If your research is like mine…

… you fairly frequently find a document that’s from another era. It doesn’t even have to be that long ago before you find yourself dealing with infernally annoying crufty docs.

For instance, when I’m searching, I fairly often find a document that was scanned as an image. It’s great to have the document in the first place, but as a scan, it’s often less than completely useful.

Here’s an example. A document I found in one of my research studies was this excellent paper that’s available only in a scanned PDF format. (Here’s the LINK to the paper.) When you open it up, you’ll see sections that appear like this:

Of course, our usual Control-F / CMD-F tricks don’t work on this kind of scanned doc, and since this is a long paper, it makes it very much harder to read. In particular, what I WANT is this–something I CAN use Control-F on:

Our SearchResearch Challenge for this week is meant to give you an additional powerful tool for importing scanned documents and making them findable.

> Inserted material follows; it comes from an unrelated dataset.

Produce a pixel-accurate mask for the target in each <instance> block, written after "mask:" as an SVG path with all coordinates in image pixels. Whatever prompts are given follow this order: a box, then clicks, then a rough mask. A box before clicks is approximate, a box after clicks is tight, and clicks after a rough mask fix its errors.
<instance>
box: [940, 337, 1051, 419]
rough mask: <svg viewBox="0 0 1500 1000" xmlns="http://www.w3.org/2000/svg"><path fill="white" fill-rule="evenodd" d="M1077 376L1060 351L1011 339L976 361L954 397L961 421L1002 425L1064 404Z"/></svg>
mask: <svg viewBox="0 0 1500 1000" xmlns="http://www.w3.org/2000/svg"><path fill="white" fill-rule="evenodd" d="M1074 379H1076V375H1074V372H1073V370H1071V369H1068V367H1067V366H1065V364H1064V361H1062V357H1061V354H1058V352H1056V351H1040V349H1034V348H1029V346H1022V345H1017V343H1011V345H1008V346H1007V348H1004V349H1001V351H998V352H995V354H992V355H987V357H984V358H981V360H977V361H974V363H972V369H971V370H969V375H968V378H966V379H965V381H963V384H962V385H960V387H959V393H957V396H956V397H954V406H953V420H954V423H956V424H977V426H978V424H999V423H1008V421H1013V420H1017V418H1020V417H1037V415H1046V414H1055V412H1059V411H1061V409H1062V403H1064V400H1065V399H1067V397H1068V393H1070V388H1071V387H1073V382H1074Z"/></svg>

1. How can you transform this document (LINK) into something that you can search within?

2. Once you’ve done that, can you determine how many times the authors refer to “multiple documents” in that paper? (This was my original search task–finding interesting papers about how people read multiple documents at the same reading session. That’s how I found this paper.)

So this Challenge is really about “tool finding” — can you figure out how to convert from a scanned document into a readable / findable / searchable one?

(Big hint: It’s much easier than you think.)

Let us know how you found out how to do the magic process!

Search on!